La caméra de « Microcosmos » rejoint les collections de la Cinémathèque

Laurent Mannoni - 11 janvier 2017

À l'issue de leur visite à l'exposition De Méliès à la 3D : La Machine cinéma, les réalisateurs de Microcosmos, Claude Nuridsany et Marie Pérennou, ont décidé de donner à la Cinémathèque française la caméra qui a servi à la réalisation de ce film et de Genesis.

Arriflex 35 III, ayant servi au tournage de Microcosmos

La caméra est une Arriflex 35 III, munie d'objectifs spéciaux, originellement montée sur un bâti très lourd (pour la stabilisation), et capable d'obéir à la moindre commande, grâce à la technique informatisée du motion control qui donne des mouvements doux et minuscules. La caméra peut filmer en grande vitesse, de façon à ralentir certains gestes rapides. Des systèmes optiques permettent de plonger dans l'herbe ou le calice des fleurs. Un studio a été construit pour abriter cette installation et la longue cohorte des acteurs de Microcosmos (1996) : fourmis, araignées, chenilles, papillons, bien que bon nombre de plans aient été aussi réalisés en plein air, dans le cadre magnifique de l'Aveyron. Le film regorge de séquences incroyables, d'une poésie à couper le souffle (accentuée par la musique de Bruno Coulais) : les gouttes de pluie qui tombent par exemple, et qui évoquent l'effet d'un bombardement à l'échelle des insectes.

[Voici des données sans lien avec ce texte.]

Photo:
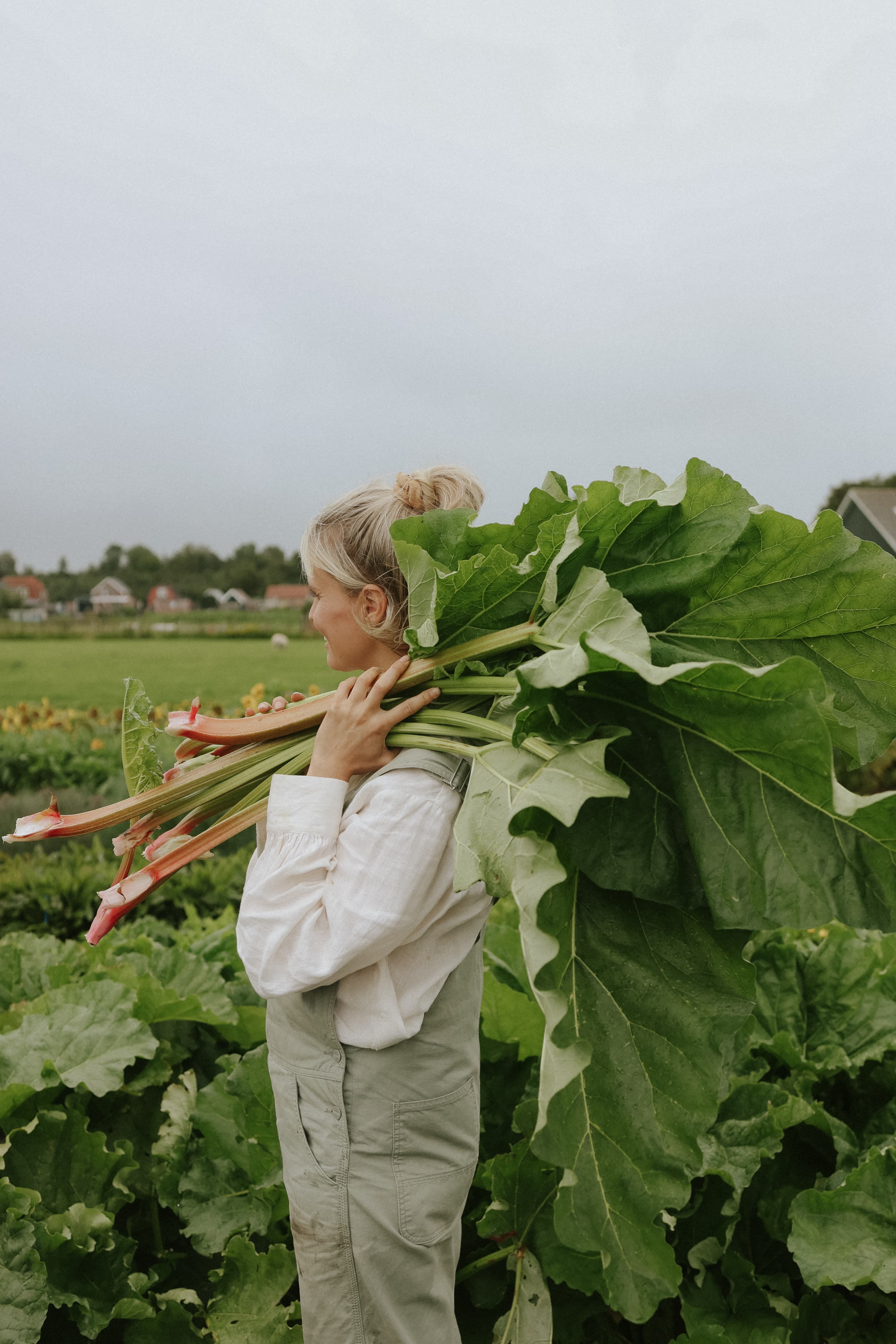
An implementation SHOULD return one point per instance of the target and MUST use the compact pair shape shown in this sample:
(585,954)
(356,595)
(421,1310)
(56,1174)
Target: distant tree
(836,494)
(143,570)
(191,570)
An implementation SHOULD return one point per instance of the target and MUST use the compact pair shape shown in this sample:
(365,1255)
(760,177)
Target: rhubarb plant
(661,690)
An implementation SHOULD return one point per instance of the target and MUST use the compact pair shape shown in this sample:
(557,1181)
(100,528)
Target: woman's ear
(372,605)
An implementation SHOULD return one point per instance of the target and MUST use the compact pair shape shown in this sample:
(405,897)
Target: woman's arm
(332,894)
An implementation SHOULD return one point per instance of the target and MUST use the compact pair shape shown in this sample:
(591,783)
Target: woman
(370,960)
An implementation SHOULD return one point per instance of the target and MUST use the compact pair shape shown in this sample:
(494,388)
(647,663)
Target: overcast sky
(253,254)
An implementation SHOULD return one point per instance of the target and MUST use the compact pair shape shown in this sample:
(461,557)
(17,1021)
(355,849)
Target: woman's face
(334,613)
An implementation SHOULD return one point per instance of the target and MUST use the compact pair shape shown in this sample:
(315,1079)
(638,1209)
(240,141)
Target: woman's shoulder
(428,776)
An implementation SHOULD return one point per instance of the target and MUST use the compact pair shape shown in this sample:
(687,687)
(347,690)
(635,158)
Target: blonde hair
(350,540)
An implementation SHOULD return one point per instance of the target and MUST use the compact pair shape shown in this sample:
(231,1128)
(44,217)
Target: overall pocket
(299,1107)
(435,1152)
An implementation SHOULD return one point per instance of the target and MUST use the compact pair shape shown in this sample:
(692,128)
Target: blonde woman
(370,962)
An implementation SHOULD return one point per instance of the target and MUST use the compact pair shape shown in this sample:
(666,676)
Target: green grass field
(81,674)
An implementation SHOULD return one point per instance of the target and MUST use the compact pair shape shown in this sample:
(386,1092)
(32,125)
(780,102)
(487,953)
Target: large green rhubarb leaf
(827,1000)
(471,581)
(171,984)
(91,1271)
(530,1319)
(848,1236)
(660,543)
(236,1113)
(143,768)
(23,1277)
(68,1163)
(85,1034)
(649,999)
(786,589)
(246,1307)
(750,1127)
(229,1180)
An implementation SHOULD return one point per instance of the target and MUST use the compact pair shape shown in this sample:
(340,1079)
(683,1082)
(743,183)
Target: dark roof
(871,514)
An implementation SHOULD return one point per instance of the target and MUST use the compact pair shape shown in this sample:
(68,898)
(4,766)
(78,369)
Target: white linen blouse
(363,897)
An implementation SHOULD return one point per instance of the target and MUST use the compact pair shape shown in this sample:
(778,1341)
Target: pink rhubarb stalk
(39,826)
(124,896)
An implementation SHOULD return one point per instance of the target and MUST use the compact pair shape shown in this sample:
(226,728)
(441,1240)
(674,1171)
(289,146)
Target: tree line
(190,570)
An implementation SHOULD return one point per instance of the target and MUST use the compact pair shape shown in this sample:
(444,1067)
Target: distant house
(871,514)
(112,596)
(233,597)
(164,599)
(288,595)
(29,588)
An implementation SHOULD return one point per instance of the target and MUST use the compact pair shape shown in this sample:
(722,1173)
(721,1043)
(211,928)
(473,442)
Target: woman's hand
(352,737)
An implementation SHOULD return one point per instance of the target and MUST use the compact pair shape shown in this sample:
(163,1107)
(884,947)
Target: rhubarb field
(89,673)
(668,695)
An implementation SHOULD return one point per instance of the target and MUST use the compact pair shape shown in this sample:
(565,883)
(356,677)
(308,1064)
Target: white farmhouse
(112,596)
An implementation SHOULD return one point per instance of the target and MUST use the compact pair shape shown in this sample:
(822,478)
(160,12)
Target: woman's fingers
(363,684)
(344,689)
(386,681)
(408,708)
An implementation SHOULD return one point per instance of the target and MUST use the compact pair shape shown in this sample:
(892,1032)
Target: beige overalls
(379,1151)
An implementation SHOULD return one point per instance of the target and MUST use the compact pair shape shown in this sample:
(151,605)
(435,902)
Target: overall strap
(451,769)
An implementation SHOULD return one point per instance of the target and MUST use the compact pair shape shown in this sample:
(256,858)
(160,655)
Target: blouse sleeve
(327,894)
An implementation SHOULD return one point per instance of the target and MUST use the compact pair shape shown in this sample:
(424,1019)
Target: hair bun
(416,492)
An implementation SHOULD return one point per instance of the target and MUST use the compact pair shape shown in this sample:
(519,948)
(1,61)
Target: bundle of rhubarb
(660,690)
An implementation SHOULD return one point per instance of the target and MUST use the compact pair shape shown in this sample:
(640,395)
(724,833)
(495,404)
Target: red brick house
(28,587)
(164,599)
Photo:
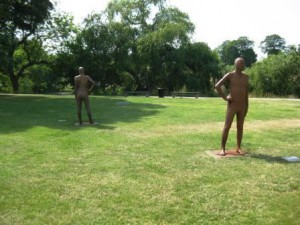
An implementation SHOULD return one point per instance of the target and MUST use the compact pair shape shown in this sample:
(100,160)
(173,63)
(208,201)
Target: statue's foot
(238,151)
(222,153)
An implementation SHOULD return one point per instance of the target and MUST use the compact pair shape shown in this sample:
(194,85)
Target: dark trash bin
(161,92)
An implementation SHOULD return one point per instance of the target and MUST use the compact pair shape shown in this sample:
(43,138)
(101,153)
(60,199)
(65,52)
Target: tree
(278,74)
(242,47)
(19,22)
(129,46)
(203,65)
(273,44)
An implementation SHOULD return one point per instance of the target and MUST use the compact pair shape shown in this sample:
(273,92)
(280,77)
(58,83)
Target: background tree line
(129,47)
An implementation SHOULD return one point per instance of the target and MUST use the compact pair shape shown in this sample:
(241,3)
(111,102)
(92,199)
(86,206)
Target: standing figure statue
(83,86)
(237,102)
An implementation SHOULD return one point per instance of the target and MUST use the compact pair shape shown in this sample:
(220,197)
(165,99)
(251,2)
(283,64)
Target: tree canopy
(273,44)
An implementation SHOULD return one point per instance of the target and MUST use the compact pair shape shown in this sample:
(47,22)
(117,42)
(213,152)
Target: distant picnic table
(137,93)
(185,94)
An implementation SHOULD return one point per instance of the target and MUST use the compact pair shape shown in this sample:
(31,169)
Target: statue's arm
(92,83)
(219,85)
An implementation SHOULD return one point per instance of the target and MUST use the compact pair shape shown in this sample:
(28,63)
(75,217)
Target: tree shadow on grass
(271,159)
(22,112)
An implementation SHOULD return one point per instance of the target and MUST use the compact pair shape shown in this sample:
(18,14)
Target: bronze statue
(83,86)
(237,102)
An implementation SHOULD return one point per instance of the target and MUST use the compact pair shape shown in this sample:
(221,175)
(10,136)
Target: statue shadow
(22,112)
(271,159)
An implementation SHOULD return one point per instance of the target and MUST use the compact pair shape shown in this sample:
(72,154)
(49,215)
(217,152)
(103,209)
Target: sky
(219,20)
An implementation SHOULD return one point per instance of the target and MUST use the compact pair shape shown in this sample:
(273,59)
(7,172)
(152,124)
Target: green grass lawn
(146,162)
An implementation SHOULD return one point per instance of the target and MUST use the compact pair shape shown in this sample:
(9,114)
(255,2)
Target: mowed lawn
(146,162)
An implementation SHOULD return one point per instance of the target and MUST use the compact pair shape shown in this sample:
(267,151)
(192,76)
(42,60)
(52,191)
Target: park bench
(186,94)
(137,93)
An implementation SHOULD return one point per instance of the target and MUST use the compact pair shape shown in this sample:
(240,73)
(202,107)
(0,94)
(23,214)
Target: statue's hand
(229,98)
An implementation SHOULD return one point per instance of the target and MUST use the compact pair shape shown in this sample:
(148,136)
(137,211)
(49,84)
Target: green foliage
(277,75)
(242,47)
(19,24)
(273,44)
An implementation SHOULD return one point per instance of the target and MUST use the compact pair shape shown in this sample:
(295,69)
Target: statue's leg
(240,127)
(229,118)
(88,109)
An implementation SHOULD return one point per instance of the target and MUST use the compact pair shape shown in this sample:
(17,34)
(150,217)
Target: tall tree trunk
(13,78)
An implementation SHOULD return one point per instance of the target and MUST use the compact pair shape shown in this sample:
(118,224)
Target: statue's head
(239,64)
(81,70)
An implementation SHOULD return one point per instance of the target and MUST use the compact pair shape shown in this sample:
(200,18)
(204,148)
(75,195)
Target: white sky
(220,20)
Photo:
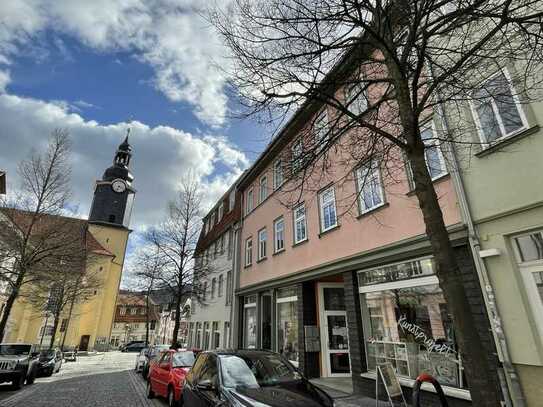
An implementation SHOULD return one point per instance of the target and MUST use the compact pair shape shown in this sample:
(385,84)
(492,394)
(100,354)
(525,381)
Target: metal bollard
(424,377)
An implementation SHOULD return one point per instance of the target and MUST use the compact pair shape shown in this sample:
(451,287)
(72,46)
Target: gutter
(509,380)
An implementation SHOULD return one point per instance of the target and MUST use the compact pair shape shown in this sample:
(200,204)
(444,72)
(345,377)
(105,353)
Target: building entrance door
(334,332)
(266,322)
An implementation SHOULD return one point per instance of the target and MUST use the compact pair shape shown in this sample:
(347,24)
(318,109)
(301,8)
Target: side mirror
(206,385)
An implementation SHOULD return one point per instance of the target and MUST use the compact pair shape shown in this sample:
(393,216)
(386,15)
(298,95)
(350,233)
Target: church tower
(114,194)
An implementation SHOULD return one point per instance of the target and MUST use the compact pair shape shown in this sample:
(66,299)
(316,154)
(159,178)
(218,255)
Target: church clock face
(118,186)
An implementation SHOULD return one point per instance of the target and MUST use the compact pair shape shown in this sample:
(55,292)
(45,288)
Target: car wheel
(150,392)
(18,382)
(30,379)
(171,398)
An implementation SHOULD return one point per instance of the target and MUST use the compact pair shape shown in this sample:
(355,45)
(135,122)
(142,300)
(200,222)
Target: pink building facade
(339,278)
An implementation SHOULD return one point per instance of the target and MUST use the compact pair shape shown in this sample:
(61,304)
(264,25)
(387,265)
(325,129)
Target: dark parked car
(18,363)
(153,354)
(247,378)
(133,347)
(49,362)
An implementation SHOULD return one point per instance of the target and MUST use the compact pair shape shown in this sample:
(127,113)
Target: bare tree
(380,69)
(33,235)
(174,242)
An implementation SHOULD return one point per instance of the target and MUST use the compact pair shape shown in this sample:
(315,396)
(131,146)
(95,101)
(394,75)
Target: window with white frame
(356,98)
(262,240)
(321,127)
(529,249)
(279,234)
(231,200)
(228,287)
(370,187)
(249,251)
(213,287)
(297,152)
(263,189)
(230,243)
(221,211)
(496,109)
(435,162)
(300,224)
(221,285)
(328,213)
(278,177)
(250,201)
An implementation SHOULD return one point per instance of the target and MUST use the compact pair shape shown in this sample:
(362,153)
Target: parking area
(106,379)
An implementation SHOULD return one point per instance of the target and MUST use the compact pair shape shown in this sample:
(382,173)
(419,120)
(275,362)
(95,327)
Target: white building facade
(211,306)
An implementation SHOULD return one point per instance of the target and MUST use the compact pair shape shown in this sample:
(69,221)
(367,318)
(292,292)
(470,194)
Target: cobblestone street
(101,380)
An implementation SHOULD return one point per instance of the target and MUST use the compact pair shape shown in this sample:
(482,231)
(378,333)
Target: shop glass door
(334,331)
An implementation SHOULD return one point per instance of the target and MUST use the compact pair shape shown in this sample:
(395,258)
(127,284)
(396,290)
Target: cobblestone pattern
(118,389)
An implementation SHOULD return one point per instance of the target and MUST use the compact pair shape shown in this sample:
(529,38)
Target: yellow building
(89,324)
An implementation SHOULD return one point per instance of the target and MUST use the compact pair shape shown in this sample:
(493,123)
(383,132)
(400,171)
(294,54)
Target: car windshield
(15,349)
(255,370)
(47,354)
(157,349)
(183,359)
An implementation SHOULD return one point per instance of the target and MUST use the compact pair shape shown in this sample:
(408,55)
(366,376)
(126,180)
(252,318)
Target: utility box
(312,338)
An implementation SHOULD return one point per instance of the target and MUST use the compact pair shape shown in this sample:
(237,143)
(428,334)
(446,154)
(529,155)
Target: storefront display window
(407,323)
(249,317)
(287,324)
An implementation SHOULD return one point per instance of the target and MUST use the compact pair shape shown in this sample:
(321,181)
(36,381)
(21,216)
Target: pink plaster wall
(399,220)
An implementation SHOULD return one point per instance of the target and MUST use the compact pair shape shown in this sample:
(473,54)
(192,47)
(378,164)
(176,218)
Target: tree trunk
(67,323)
(9,303)
(55,327)
(177,319)
(483,387)
(147,319)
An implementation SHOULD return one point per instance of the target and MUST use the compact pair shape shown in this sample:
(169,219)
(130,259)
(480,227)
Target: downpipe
(509,381)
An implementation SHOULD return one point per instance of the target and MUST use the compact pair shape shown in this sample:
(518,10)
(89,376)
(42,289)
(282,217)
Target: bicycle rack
(424,377)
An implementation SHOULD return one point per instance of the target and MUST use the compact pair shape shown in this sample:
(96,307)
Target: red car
(167,376)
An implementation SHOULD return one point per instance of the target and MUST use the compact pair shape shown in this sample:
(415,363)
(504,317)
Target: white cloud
(169,35)
(161,154)
(5,79)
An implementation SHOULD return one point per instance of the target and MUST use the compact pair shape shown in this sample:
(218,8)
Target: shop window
(249,322)
(287,324)
(407,322)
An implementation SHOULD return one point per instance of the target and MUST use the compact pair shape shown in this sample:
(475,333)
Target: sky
(91,67)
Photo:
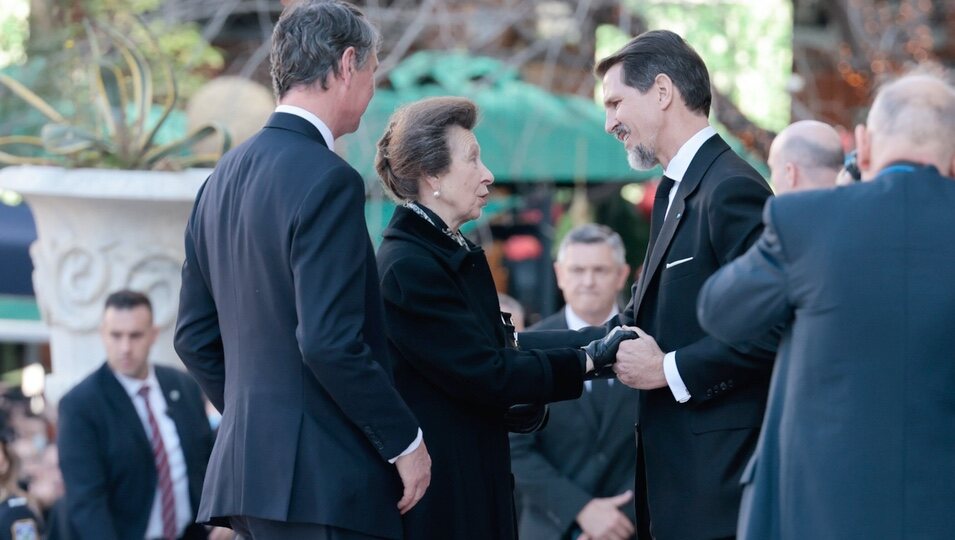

Voici leurs commentaires au sujet de l'exposition : « Nous nous sommes roulés dans les rouages de la "machine cinéma" avec grand plaisir et émotion. Cette grande salle dégage un parfum à la fois familier et indéfinissable (c'est le propre des parfums). C'est vivant, intelligent, stimulant et en même temps, c'est un peu comme un mausolée dressé en hommage à un grand amour défunt. Le Taj Mahal du cinéma argentique, de ses pompes et de ses œuvres, de ses gélatines aux images tremblantes et granuleuses et de ses rouages déliés et savants (sa chair et ses os)... Les machines bourrées d'électronique et de spaghettis de fils électriques que sont les caméras numériques sont "au coin" et c'est bien fait. La mélancolie du Mépris accompagnée par la musique élégiaque de Delerue est une introduction grandiose, une forme de "messe de requiem". Et à l'autre bout, Gravity (bien que scandaleusement numérique) avec les lunettes 3D est bluffant. »

La caméra de Microcosmos rejoint les collections techniques de la Cinémathèque française, qui comprennent plus de 6 000 appareils anciens, dont la caméra de Georges Méliès, celle de Jean-Luc Godard, de Jean Rouch et autres grands créateurs du cinéma.


Laurent Mannoni est directeur scientifique du patrimoine à la Cinémathèque française. Il est l'auteur d'une vingtaine d'ouvrages sur les débuts du cinéma et a été le commissaire d'une douzaine d'expositions.